Materials and methods

In brief, the analysis, performed automatically by the computer algorithm, proceeds as follows: (i) model parameters are chosen randomly from the allowed ranges; (ii) at each computational step, total MT forces for the four MT populations are found using equations similar to equation (4), the spindle geometry is updated by numerically solving equations (5) and (6), then the forces are updated for the updated geometry, etc., for the time t≈280 s. The solutions for each such parameter choice predict time series for the spindle forces and length. (iii) We collected several experimental data sets for time-dependent changes in spindle length in WT and experimentally perturbed spindles, and we averaged, smoothed and aligned the data (Supplementary information and Supplementary Figure 1; Figure 1C).
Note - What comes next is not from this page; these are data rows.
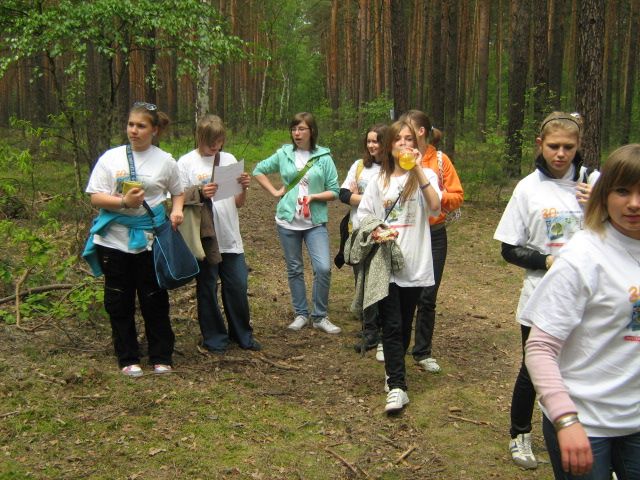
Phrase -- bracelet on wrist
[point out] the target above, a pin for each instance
(565, 420)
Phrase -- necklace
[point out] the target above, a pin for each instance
(632, 257)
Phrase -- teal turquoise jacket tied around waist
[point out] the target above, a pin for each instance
(137, 226)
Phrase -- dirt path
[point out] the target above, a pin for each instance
(455, 427)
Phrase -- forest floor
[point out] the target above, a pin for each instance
(306, 407)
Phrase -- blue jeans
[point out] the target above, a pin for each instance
(618, 454)
(426, 317)
(317, 241)
(233, 275)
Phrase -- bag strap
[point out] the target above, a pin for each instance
(301, 173)
(132, 165)
(440, 168)
(359, 168)
(132, 176)
(393, 206)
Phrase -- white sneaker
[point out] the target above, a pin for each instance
(326, 326)
(396, 400)
(521, 451)
(430, 365)
(298, 322)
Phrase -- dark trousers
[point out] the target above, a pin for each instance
(233, 275)
(426, 317)
(370, 318)
(396, 314)
(524, 395)
(125, 275)
(618, 454)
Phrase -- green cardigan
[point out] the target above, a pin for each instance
(322, 177)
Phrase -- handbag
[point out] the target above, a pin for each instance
(453, 215)
(174, 263)
(190, 230)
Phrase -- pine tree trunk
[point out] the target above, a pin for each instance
(398, 58)
(631, 72)
(589, 77)
(484, 14)
(518, 68)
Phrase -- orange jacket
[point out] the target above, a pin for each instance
(448, 181)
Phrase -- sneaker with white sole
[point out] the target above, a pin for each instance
(326, 326)
(161, 369)
(429, 365)
(132, 370)
(298, 322)
(521, 453)
(396, 400)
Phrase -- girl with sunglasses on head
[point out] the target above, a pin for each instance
(583, 352)
(544, 212)
(310, 180)
(121, 237)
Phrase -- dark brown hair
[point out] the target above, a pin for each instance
(307, 118)
(379, 129)
(389, 162)
(622, 169)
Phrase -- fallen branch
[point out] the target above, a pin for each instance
(469, 420)
(41, 289)
(8, 414)
(19, 283)
(405, 454)
(353, 469)
(283, 366)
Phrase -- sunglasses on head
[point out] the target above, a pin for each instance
(148, 106)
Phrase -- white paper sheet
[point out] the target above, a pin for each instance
(227, 179)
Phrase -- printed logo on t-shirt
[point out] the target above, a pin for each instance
(560, 227)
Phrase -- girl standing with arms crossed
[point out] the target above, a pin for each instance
(406, 196)
(310, 180)
(121, 237)
(360, 174)
(452, 197)
(584, 349)
(544, 212)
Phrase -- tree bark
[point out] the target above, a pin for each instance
(557, 18)
(398, 56)
(451, 79)
(484, 13)
(632, 56)
(518, 68)
(589, 77)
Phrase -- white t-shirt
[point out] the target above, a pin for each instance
(411, 219)
(590, 299)
(366, 174)
(196, 170)
(299, 221)
(542, 214)
(155, 168)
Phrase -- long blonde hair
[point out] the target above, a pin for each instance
(388, 162)
(622, 169)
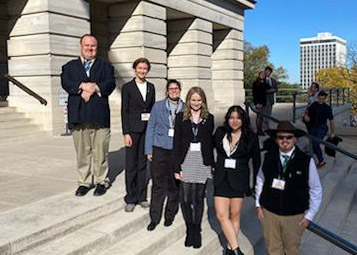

The predicted time series for the spindle length are automatically compared with the corresponding data (Figure 1C), and a ‘score' is assigned to the model, so that if certain mathematical difference between the predicted and measured length time series is great, then the model's score is poor; while if the difference is small, the score is good (quantitative details in Supplementary information). The model is ‘screened' so that if the score is poor (good), the model is discarded (selected). (iv) Another set of model parameters is chosen randomly, until thousands of ‘good' models are amassed. (v) A genetic algorithm then automatically modifies or ‘mutates' the successful ‘selected' models, and repeated stochastic optimization results in the evolution of increasingly adequate multiple models, each producing excellent fits to all the available experimental data. (vi) Finally, a cluster analysis determines which of the adequate models are qualitatively different from each other, and which differ just by slightly distinct parameter values, and identifies minimal sets of successful strategies for force integration in mitosis. We conducted this optimization search process until a convergence analysis showed that the search had reached saturation and all possible model groups had been found. All optimizations and simulations were performed on an 11-node Linux cluster (each node had a 2 × Opteron-246 processor) using a combination of Matlab and C codes. Full description of the details of the numerical analysis and computational search is provided in the Supplementary information.